Home > Musical Chairs(7)

Musical Chairs(7)
Author: Amy Poeppel

“Well,” he said, unsure of the best response, “you look great.” She did actually. Miriam had always been pretty.

“That’s because I am not the injured party,” she said. “Nicholas is faring less well, from what I hear.”

Nicholas Donahue was a professor at Oxford and a well-known theoretician, his research focusing primarily on contemporary British composers. He was one of the few musicologists who truly understood the mechanics of being a musician, perhaps because he was, in fact, a decent pianist in his own right. Gavin had gotten to know him over the years and liked him. Nicholas knew an endless number of funny and often scandalous facts about dead musicians, making him great fun to have a glass of whiskey with.

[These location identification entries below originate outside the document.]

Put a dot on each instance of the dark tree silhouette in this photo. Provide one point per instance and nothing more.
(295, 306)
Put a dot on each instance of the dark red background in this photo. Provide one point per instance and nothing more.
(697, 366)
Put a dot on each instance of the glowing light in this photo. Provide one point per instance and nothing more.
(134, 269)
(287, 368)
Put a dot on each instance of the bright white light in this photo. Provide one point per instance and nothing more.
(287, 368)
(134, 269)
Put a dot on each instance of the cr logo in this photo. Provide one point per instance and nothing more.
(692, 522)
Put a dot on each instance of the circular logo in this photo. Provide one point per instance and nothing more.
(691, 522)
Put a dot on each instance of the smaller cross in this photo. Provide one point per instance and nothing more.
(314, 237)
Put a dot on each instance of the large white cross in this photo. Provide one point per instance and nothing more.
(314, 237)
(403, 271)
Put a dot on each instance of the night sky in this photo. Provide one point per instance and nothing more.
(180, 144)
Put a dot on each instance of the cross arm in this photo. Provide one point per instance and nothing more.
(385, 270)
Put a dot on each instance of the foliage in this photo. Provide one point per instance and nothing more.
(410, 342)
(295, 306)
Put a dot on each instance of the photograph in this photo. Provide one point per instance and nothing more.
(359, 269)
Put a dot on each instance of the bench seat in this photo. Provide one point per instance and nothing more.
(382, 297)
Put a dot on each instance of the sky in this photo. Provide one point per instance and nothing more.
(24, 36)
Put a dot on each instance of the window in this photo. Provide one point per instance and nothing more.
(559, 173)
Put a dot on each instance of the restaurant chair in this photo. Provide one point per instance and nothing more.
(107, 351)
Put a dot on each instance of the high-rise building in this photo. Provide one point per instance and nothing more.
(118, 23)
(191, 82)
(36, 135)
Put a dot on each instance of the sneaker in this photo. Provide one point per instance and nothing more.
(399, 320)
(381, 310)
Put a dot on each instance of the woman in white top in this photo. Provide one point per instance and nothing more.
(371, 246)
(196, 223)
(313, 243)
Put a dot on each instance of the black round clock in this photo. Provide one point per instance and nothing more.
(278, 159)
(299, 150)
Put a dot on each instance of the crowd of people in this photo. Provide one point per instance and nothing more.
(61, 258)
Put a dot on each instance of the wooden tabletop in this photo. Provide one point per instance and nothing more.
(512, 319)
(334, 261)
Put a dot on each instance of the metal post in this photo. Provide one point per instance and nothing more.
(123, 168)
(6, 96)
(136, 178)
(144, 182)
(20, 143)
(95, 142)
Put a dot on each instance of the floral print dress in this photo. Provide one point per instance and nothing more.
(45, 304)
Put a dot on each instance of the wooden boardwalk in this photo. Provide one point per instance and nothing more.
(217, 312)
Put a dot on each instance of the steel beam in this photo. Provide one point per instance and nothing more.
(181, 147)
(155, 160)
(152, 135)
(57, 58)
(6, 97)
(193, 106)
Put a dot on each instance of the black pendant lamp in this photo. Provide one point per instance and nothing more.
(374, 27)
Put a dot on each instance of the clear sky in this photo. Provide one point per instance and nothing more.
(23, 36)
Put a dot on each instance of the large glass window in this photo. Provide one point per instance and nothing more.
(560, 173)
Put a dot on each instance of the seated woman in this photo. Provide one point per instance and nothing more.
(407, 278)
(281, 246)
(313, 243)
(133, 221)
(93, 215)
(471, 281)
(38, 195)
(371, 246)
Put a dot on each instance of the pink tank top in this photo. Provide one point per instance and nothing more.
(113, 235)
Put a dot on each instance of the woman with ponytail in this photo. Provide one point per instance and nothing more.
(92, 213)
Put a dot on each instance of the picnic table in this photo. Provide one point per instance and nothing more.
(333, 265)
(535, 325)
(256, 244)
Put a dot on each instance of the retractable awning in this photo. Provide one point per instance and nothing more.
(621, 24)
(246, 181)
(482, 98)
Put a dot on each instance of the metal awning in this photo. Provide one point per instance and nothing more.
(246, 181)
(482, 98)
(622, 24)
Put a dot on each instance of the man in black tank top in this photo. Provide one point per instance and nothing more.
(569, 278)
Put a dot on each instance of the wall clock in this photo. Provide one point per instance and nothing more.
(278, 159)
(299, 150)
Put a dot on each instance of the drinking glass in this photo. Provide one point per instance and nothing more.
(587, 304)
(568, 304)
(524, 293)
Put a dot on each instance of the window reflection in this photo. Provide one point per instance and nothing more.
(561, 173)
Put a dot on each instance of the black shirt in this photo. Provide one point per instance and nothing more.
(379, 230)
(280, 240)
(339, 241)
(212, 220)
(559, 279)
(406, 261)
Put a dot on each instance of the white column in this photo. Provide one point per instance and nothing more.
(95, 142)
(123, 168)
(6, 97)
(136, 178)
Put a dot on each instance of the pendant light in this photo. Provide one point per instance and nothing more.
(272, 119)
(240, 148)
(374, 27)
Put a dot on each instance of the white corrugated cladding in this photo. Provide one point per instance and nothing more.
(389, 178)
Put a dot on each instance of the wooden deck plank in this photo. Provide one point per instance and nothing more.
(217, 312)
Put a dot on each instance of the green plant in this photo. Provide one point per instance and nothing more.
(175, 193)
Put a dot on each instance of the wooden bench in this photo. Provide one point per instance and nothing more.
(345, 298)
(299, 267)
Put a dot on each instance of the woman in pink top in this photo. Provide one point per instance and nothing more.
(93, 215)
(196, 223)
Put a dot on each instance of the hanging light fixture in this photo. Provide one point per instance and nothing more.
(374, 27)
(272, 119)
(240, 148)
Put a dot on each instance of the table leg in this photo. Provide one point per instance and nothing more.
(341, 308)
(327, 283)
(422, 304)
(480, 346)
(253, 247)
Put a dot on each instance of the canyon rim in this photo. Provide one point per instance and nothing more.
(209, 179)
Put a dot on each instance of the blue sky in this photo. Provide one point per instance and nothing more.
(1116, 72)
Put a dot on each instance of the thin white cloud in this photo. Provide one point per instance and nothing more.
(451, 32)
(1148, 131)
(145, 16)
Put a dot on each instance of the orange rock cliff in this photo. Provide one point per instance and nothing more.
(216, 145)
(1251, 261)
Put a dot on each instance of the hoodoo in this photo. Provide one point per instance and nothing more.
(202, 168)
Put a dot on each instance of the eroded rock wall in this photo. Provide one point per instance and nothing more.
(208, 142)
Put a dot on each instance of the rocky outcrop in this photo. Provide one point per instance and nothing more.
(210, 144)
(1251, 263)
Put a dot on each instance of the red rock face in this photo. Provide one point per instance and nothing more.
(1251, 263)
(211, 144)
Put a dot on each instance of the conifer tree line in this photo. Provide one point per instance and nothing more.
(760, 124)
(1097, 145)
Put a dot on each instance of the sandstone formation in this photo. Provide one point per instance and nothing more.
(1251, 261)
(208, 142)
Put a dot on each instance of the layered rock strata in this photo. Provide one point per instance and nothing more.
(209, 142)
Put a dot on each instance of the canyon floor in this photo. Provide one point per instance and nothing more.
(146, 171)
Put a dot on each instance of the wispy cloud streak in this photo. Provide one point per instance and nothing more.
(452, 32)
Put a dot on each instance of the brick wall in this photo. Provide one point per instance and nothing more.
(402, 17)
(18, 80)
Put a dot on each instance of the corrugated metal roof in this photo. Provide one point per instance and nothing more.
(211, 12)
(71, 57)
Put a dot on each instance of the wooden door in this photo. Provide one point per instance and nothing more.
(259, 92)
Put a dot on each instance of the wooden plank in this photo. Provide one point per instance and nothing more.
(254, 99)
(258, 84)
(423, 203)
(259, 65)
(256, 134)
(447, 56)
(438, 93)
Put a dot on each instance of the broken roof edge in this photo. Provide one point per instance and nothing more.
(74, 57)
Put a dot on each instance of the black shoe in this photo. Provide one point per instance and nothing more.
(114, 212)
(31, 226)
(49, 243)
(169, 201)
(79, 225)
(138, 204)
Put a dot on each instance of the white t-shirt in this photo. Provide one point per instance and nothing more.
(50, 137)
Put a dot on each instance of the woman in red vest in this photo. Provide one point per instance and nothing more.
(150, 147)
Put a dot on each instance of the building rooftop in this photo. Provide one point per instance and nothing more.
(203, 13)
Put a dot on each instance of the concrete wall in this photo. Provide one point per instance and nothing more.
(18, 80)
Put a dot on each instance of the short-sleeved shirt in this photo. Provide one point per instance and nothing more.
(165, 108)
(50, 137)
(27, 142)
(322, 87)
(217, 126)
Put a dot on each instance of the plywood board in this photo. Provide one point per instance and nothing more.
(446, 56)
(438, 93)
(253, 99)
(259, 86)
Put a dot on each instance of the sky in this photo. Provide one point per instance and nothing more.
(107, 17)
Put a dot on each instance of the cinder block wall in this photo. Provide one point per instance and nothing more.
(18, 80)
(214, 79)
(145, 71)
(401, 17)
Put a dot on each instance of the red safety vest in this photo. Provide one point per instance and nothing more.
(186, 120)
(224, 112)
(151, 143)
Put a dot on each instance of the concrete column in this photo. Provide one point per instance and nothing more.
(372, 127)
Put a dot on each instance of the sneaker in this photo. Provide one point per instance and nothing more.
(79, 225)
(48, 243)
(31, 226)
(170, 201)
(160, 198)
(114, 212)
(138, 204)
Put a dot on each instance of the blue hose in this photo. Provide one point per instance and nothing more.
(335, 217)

“I’ll give him a call,” Gavin said.

“As long as you don’t tell him you saw me. He’ll put two and two together and know I wasn’t here alone, and I don’t want to cause additional pain.”

“Ah,” said Gavin, “I see.”

She looked off to the side, somewhat shamed. “Nicholas found out I was having an affair, and that was that. I should have been honest about it from the start, but I was too much of a coward. The truth is I didn’t want my children thinking poorly of me.”

Surprised she would share something so personal, Gavin made a conscious effort to be nonjudgmental. “You and Nicholas seemed happy.”

“We weren’t well suited at all,” she said. “He’s so academic, and I never understood his humor. I was too dumb for him.”

“No, I’m sure he didn’t think that.”

“But I did.”

Gavin felt a pang of guilt, knowing that he, too, had had that thought: that Nicholas was brilliant and fascinating, while Miriam was not a particularly deep thinker. There was probably sexism at work in that opinion.

“The man I’m with now is an obscenely rich New Yorker, and the only thing he reads is Businessweek, and everything feels very right. What about you? Are you still with that young thing we met when we saw you out in California? A life coach, wasn’t she?”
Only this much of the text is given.